Here is another advantage: reduced coupling. If you have code like:

 function doStuff(x) { return x + y;}

and elsewhere you have:

 function doOtherStuff(x) { y++; return y + x;}

then the two functions are dependent implicitly. There is no easy way to tell that calling doStuff is affected by calling doOtherStuff. Without mutable state, you would have to make the connection explicit.

Of course, this is not an issue with all mutable state--the issue is with pervasive mutable state. The real solution is to have immutability by default and some way of "marking" and constraining mutable state to just where you need it.
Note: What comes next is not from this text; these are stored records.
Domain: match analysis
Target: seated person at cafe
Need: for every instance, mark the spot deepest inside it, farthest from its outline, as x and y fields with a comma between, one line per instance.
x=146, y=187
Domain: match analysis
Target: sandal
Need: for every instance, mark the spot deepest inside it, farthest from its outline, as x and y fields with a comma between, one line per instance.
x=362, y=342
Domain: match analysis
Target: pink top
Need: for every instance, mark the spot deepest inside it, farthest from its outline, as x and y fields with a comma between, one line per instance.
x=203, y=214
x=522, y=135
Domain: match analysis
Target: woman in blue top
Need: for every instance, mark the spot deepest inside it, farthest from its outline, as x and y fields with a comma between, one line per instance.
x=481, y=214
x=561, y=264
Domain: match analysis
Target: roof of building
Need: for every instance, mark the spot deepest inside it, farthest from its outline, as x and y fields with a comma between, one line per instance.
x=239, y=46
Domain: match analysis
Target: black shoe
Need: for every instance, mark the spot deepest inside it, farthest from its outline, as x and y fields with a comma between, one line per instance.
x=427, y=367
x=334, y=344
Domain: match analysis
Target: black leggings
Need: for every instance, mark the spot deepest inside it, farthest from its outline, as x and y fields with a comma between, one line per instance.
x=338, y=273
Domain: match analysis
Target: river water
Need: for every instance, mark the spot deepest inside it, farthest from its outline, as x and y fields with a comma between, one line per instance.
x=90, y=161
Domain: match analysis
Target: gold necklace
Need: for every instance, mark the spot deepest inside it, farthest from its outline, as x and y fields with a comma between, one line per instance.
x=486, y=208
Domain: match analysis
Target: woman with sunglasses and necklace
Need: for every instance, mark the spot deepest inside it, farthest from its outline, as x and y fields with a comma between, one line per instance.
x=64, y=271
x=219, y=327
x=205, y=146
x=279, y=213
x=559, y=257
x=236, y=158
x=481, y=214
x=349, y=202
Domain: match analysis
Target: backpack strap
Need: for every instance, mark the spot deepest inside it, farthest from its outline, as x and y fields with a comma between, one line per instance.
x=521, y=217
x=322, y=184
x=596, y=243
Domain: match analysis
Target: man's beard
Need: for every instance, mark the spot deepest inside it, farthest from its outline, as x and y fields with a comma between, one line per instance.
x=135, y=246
  • +1. Many experienced programmers know not to write code like the above and it's not a huge step to go from "mutable state is bad in this situation" to "let's seriously reduce the amount of state we mutable and write more functionally", but it's a step that disappointingly few make. Commented Jan 9, 2012 at 8:25

A simplified answer is: when you see a name in a purely functional language you know what the associated value is by a simple lookup of its definition. If you have mutable variables, you can only tell by which of the several assignments to it was executed last, so you have to also analyse control flow, which in turn might be conditional, leaving you with multiple possibilities. To get an exponential explosion you only need to consider that the RHS of the assignments are themselves dependent on variables, so you have to recursively analyse them too.

The bottom line in the above analysis is that it is untenable without comments explaining the intent, invariants, and semantics: these may be hard to interpret, and it may be hard to verify the semantics are adhered to in the actual code.
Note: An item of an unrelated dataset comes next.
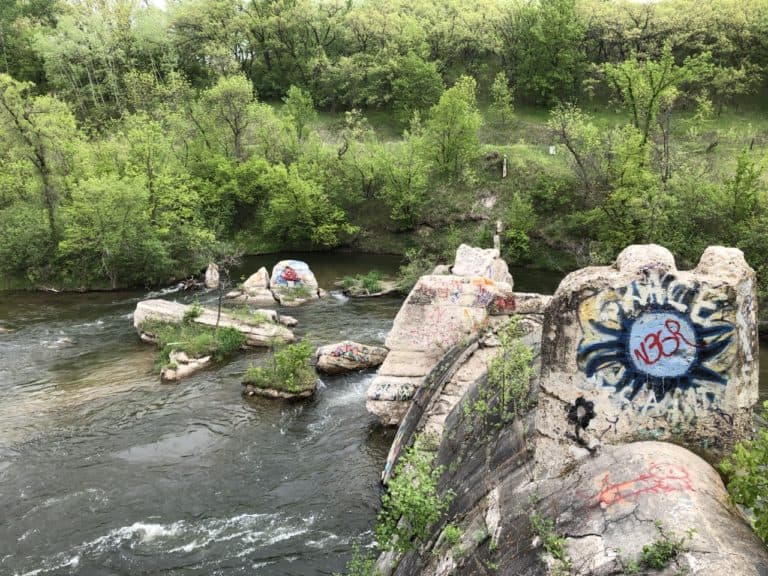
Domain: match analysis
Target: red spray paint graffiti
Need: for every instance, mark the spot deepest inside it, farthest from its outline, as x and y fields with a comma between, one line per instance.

This answer is basically an expansion of @Javier's point 1.

I think it is also an explanation of the popularity of the fraudulent OO regime: with OO the mutable state is encapsulated which makes analysis a lot easier by localising the mutations to some extent, and permitting much more robust expression of and verification of semantics.

Having noted that, functional programming is not the answer. The right answer is a system which supports both inductive (functional) and coinductive (procedural) programming, so the right tools can handle both stateless and stateful programming. It's just that the constructive (functional) theory is well established whereas the theory of state management is still in its infancy.

  • Mixing functional and imperative programming is exactly what Haskell does--normal functions are functional while stateful computations can be expressed with do-notation that lets you carefully isolate and control mutable state (among other things). This is why the language with the most practical STM implementation is Haskell. Commented Jan 8, 2012 at 21:17
  • Do-notation doesn't really have anything to do stateful computation per se. Do-notation is just a simpler syntax on top of monadic function pipelines. Stateful computation is merely one of the things that can be expressed using monads, and hence do-notation. Commented Jan 9, 2012 at 0:27
  • Mixed functional and imperative programming is what almost every language in existence does. Haskell may have provided a way to isolate the stateful parts, but that doesn't make it a proper mix: Charity is more like how it should be (IMHO).
    – Yttrill
    Commented Jan 9, 2012 at 13:46

As the author of Siege, a DBMS written in Haskell, some may call my view on mutable state conflicted. I hope to show otherwise.

The purpose of mutable state is to describe the current state that a system is in. Say you have a blog and it is backend by a database, the database describes the posts that you have on your blog at the point in time at which you query it. How many posts exist right now?

Contrast this with immutable state that is used to convey facts. How many posts were there on 12th August?

Facts are easy to reason about, mutable state is not. However, mutable state is not some evil impure effect that should be banished from the reaches of ours minds; we often need it to coexist in the mutable world we live in, we just need to use it more sparingly.